First of all, I need to get this out of the way:
I am not a fan of football . . . Except when it matters.
When I was in high school, I attended every Perkiomen Valley Vikings football game—both home and away—because it mattered. It mattered because I knew the players; I’d known some of them since kindergarten. They sat next to me in class; I considered them friends and wanted to see them win. And it mattered because I had school spirit: I marched in the band front and wore my orange and brown uniform with pride. (By the way: orange is a terrible color on me . . . but for four years I wore it without complaint . . . okay—without much complaint.)
During the time I spent as a student at Temple University, I attended almost every home football game. Although none of those players were friends of mine, I passed them in the halls of my dorm and stood in the cafeteria line next to them (gaping in amazement at the amount of food those gigantic guys piled on their trays!). Heading down to Veterans Stadium, where the Owls played back then, was pretty exciting for a small-town girl like me. Watching games in that vast space made me feel like I was a part of something much larger than myself.
But since college, I’ve hardly given football a passing thought. A few years ago, however, it occurred to me that I should begin praying for Christian athletes to converge in Philly: for Philly to become known for being a city with sports teams populated by strong Christians. Because, whether they want to be or not, professional athletes are role models, and being a positive, Christ-like role model for hundreds of thousands of people in a city of rabid sports fans has the potential to impact lives and families and to change the very culture of a city and an entire region.
So I was praying for this to happen. But I wasn’t thinking it would happen anytime soon, so I wasn’t really paying attention. When I heard that the Eagles had some vocal Christian players (quite a few of them!), and then I learned that they were playing for a spot in the Super Bowl, I had to watch.
Suddenly, football mattered to me again.
So I watched the Eagles win the playoffs and felt the fever pitch grow as Super Bowl Sunday approached. When the big day arrived, I watched the game from the edge of my seat. I had heard naysayers asserting that the Patriots were a much better team, and that the Eagles didn’t stand a chance against them. Even the commentators during the game seemed to be biased against the Eagles. But I held onto hope anyway. I prayed that if God would get glory from an Eagles victory: that they would win. But if that wasn’t to be, I prayed that they’d play their best, that they’d put up an excellent fight, and that the score would be close.
I was a nervous wreck as I watched the Super Bowl. There was so much riding on it. During the two weeks leading up to the game, I saw a city transformed. I heard no divisive political arguments. I saw more smiles and more unity than I’d seen in this city in a very long time.
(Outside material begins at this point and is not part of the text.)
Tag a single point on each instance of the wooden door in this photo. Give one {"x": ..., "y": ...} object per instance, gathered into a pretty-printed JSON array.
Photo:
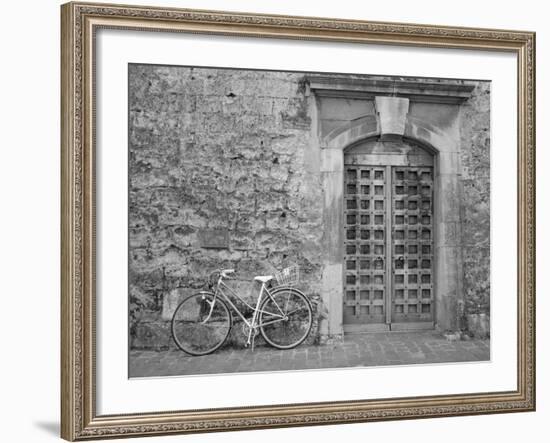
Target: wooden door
[{"x": 388, "y": 238}]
I saw Philadelphians wearing their Eagles swag, looking hopeful and walking a little taller. It may be my imagination, but I even think I saw less litter!
I saw changes in my neighbors, too—one in particular. His life has been filled with disappointment. When he says hello to me on the street I can tell it takes great effort for him to appear happy. One of his few joys in life is cheering for “The Birds.” He is the kind of die-hard fan who steps outside his front door to blow an air horn whenever they score. After they won the playoffs, he seemed to be walking on air! He hung an Eagles flag outside his window and could be seen on our street with a huge smile on his face. I wanted this win for him and for thousands of other devoted fans for whom this might be the highlight of their year—or their decade.
Thankfully, as anyone on the East Coast with ears and a pulse knows, the Eagles won.
As thrilled as I was at the end of the game, I was even more thrilled when the interviews began—as Head Coach Doug Pederson and players Nick Foles and Zach Ertz took turns giving God the glory for their success. I imagined the millions of people who were hearing their words of faith. I imagined the reverberations of their words: the seeds that were being planted in minds and spirits. I imagined the power of those words to eventually change lives. And I imagined the creativity God had employed to make sure we’d all hear those words.
The first Bible verse I ever memorized was John 3:16: “For God so loved the world, that he gave his only begotten Son, that whosoever believeth in him should not perish, but have everlasting life.”
That verse inspired me to write a verse of my own. Obviously it’s not in the Bible—but I can’t help but believe it’s true: “For God so loved Philadelphia, that he sent a group of messengers (the kind he knew we’d listen to: muscular men, dressed in green, speaking the love language of sports fans) to tell us so.”
There’s no doubt that football matters to Philadelphia.
And it looks like football just might matter to God, too.